34. Tracking Edit History using Triggers

A common requirement for production databases is the ability to track history: how has the data changed between two dates, who made the changes, and where did they occur? Some GIS systems track changes by including change management in the client interface, but that adds a lot of complexity to editing tools.

Using the database and the trigger system, it's possible to add history tracking to any table, while maintaining simple "direct edit" access to the primary table.

History tracking works by keeping a history table that records, for every edit:

  • If a record was created, when it was added and by whom.

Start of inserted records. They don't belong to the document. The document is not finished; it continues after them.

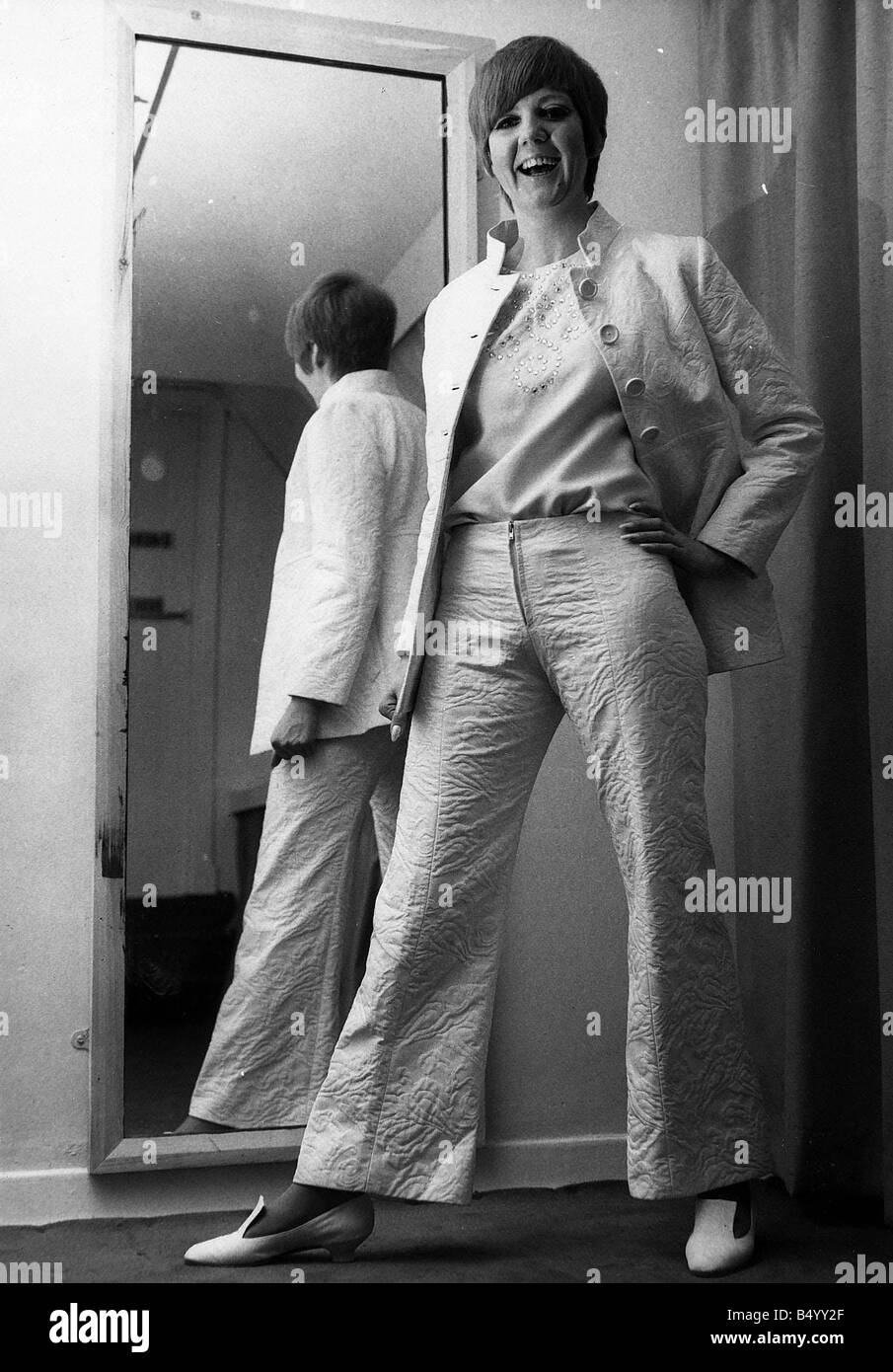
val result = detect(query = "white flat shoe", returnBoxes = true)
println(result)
[686,1196,756,1277]
[184,1195,375,1267]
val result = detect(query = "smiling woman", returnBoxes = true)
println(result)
[181,29,822,1274]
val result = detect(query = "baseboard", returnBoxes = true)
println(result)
[0,1135,626,1225]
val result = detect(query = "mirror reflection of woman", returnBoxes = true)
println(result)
[186,38,822,1274]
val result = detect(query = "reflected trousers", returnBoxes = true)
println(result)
[295,513,773,1204]
[189,727,406,1129]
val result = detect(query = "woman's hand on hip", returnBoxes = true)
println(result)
[620,500,737,576]
[270,696,320,768]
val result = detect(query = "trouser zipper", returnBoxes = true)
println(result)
[509,520,527,624]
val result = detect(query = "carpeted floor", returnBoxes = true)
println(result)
[0,1181,893,1285]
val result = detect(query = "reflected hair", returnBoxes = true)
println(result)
[285,271,397,377]
[468,36,608,204]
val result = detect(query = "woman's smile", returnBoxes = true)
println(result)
[488,88,588,204]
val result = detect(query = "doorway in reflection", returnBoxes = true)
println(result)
[125,39,446,1136]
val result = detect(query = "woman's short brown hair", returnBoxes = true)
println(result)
[285,271,397,377]
[468,38,608,196]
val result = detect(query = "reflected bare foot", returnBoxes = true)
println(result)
[172,1115,235,1133]
[244,1181,359,1239]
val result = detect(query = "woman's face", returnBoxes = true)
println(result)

  • If a record was deleted, when it was deleted and by whom.

  • If a record was updated, adding a deletion record (for the old state) and a creation record (for the new state).

34.1. Using TSTZRANGE

The history table uses a PostgreSQL-specific feature--the "timestamp range" type--to store the time range that a history record was the "live" record. All the timestamp ranges in the history table for a particular feature can be expected to be non-overlapping but adjacent.

The range for a new record will start at now() and have an open end point, so that the range covers all time from the current time into the future.

SELECT tstzrange(current_timestamp, NULL);
               tstzrange
------------------------------------
 ["2021-06-01 14:49:40.910074-07",)

Similarly, the time range for a deleted record will be updated to include the current time as the end point of the time range.

Searching time ranges is much simpler than searching a pair of timestamps, because of the way an open time range encompasses all time from the start point to infinity. The "contains" operator @> for ranges is the one we will use.

-- Does the range of "ten minutes ago to the future" include now?
-- It should! :)
--
SELECT tstzrange(current_timestamp - '10m'::interval, NULL) @> current_timestamp;

Ranges can be very efficiently indexed using a GIST index, just like spatial data, as we will show below. This makes history queries very efficient.

34.2. Building the History Table

Using this information it is possible to reconstruct the state of the edit table at any point in time. In this example, we will add history tracking to our nyc_streets table.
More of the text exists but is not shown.